Some musicians stand head and shoulders above the rest as legends of their chosen instrument, and John McLaughlin is undoubtedly in that category, the ‘legend’ tag fitting him like a glove. As the title of Matt Phillips’ enthralling unpackaging of his lengthy and varied career suggests, from Miles Davis’ legendary In A Silent Way and Bitches Brew through the classic Mahavishnu Orchestra albums of the 1970s and more recent work with his current band The 4th Dimension, you can add a slew of solo albums, the astounding acoustic guitar trio with Al Di Meola and Paco De Lucia, his continuing fascination of Indian music with Shakti, Remember Shakti and most recent album Is That So, collaborations with Carlos Santana and contributions to albums by Herbie Hancock, Stanley Clarke, Wayne Shorter and many others, he casts a particularly long shadow across the history of jazz fusion.
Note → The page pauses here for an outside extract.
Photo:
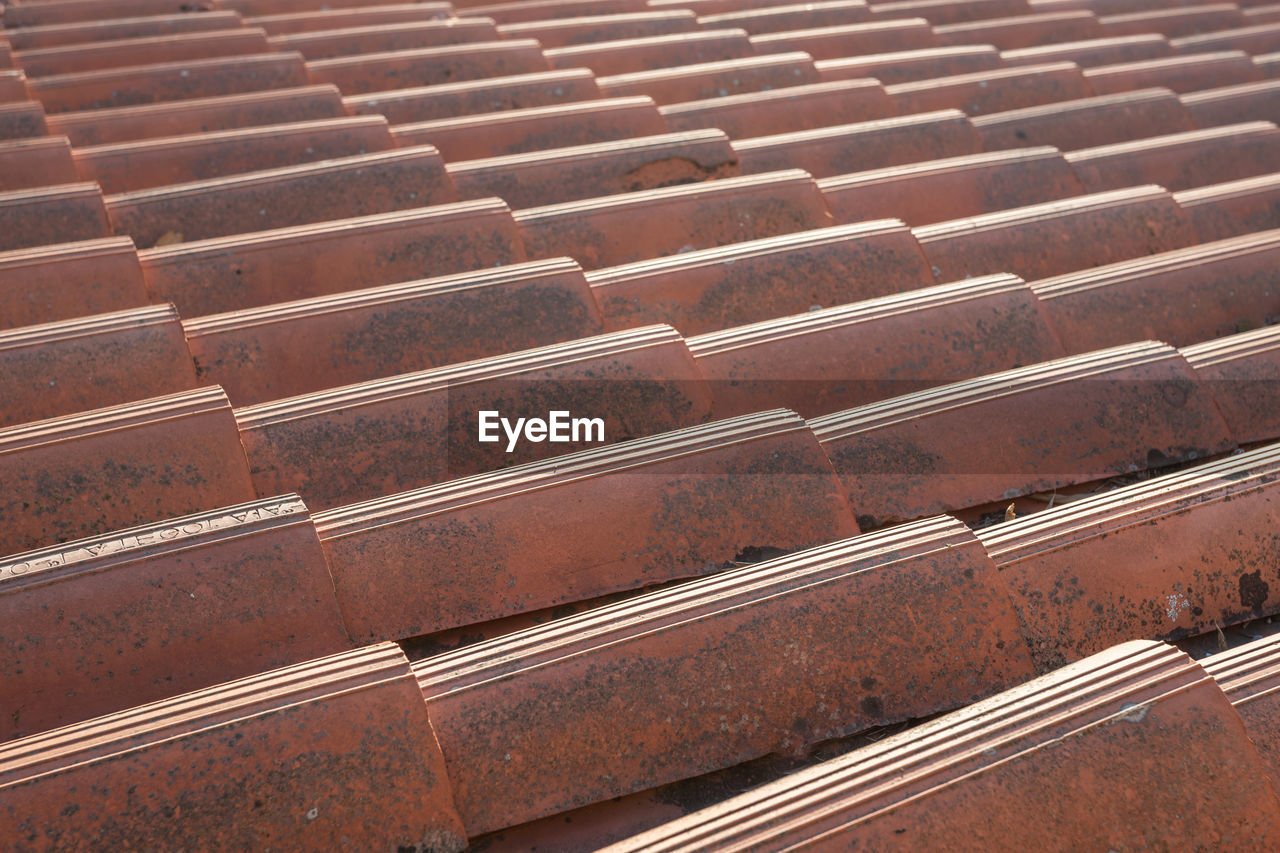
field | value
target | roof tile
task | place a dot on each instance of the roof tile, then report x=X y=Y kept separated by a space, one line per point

Having very recently celebrated his 82nd birthday, John is still going strong, regularly touring the world and still in possession of formidable skills. Phillips looks at his entire career and details the many album releases in a highly readable style that draws you back to listen again to music you may not have heard in a long time – if at all.
I’ve been a fan of McLaughlin’s work for a long time, but there are still many areas of his huge discography that I have not explored, and this book has been key to aiding my understanding and appreciation, putting everything in a linear timeline that underlines McLaughlin’s often mercurial shifts in style, set within a biographical overview that keeps the story moving. Key collaborators are introduced with potted histories that quickly get you up to speed, and sources are referenced exhaustively yet unobtrusively at the end for further exploration, should you wish. Alongside the written and audio sources, original interviews with some of those involved help to underline the validity of Phillips’ work.
There’s a wealth of detail and supporting evidence, Phillips unafraid to call out some of the weaker tracks or albums from within the catalogue, and rightly offering praise where it is due. As a result the criticism is well-founded and supported to build a balanced and highly readable volume that should appeal to anyone with even a passing interest in the work of one of the world’s greatest ever guitarists, a pioneer and visionary who continues to inspire and entertain.
Matt Phillips himself possesses the experience of a seasoned musician and writer. There are technical insights, but they are used sparingly so as not to overbalance the readability of the book for non-players. The eye-witness testimony from those involved keeps the reader involved from the start, the Introduction (after a few words of recognition from Robert Fripp) containing a vivid description of John’s first encounter with Miles Davis in a New York recording studio in February 1969. Throughout the book, the influence of Miles Davis looms large over McLaughlin’s career.
From there we go back to McLaughlin’s origins in Yorkshire, his move to London and his early solo albums, work with Miles and Tony Williams’ Lifetime, before his embracing of the teachings of Sri Chinmoy, collaborating with Carlos Santana and forming the Mahavishnu Orchestra, to both critical and popular acclaim. The unexpected steps into Shakti, acoustic trios and the use of Synclavia in a rebooted Mahavishnu and beyond are documented, alongside changes in the popular appeal of his music over the years, throughout which McLaughlin has stuck to a single-minded determination to continue to seek out his own personal musical truth.
In the process, we learn much about the man and what drives him. The text, broken down in handy chapters that cover the distinct decades in an album by album format, some given more detail than others, is comprehensive and well researched. As such, it’s a fine companion piece when listening to some of the astonishing albums that John has been responsible for through the years. There’s a 6-page mid-section of black & white images, but it doesn’t add much.
Those with a love of the guitar and jazz fusion should not hesitate to dive into this volume, but likewise it should appeal to anyone with a yearning need to have music in their life, opening up new pathways for exploration and giving insights into the life of a musical visionary. In his introduction, Robert Fripp notes that as probably the leading player of his generation, McLaughlin “serves music”. You can’t argue with that. Informative and thoroughly enjoyable, it’s easy to recommended this book.